Он не хотел, чтобы я плавала куда-то на яхтах с Полом, не хотел, чтобы я вообще продолжала с ним общаться, ни по какому поводу, ревновал, как мавр. Думаю, и это меня покорило. Он хотел меня только для себя. Хотел, чтобы у нас был ребенок. Раньше я не придавала этому значения.

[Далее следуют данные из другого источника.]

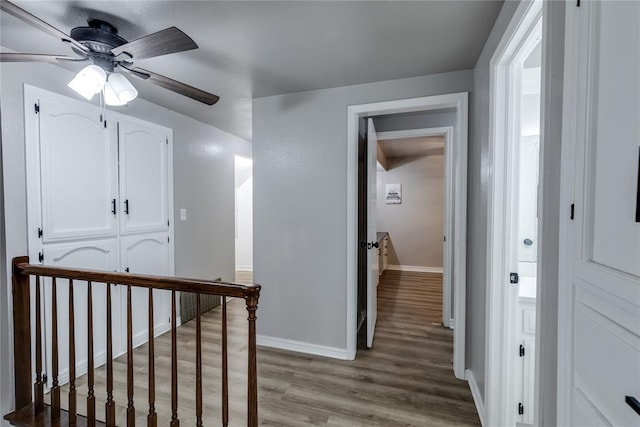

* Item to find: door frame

А Пол, знаешь, что он сделал? Пожал мне руку! И все. Я думала, что заплачу, а на деле рассмеялась. И подумала, вот как называется то, что между нами было – и секс, и все остальное – рукопожатие; не более того.
* * *
Ренни просыпается посреди ночи – Пол здесь, она с трудом в это верит; и он не спит, он лежит в темноте, темный силуэт, приподнявшийся на локте; он что, наблюдает за ней?
– Это ты? – говорит она.
– А кто же еще? – отвечает он.
А она не знает. Она протягивает руку – да, он материален, он не исчезает.
Раннее утро. Ренни слышит звуки за окном. Это блеяние. Она вылезает из постели и подходит к окну: коза, прямо у стены дома, на шее у нее цепь, прикрепленная к камню, чтобы не ушла. Как заставить ее замолкнуть… Неподалеку двое мужчин рубят кусты мачете. Садовники.
У одного из них радиотранзистор, откуда доносится хорал, приглушенно. Пол все еще спит, так привык, наверное. Ей снилось, что с ними в постели еще один мужчина; голова у него чем-то обмотана – чем-то белым, это то ли чулок, то ли марлевая повязка.
Когда она снова просыпается, Пола уже нет. Ренни встает, одевается и начинает ходить по дому, ищет его. Никого нет; дом похож на мотель, здесь почти пусто, он не оставил никаких следов. Она вдруг осознает, что провела ночь с мужчиной, о котором абсолютно ничегошеньки не знает. Надо же докатиться до такого!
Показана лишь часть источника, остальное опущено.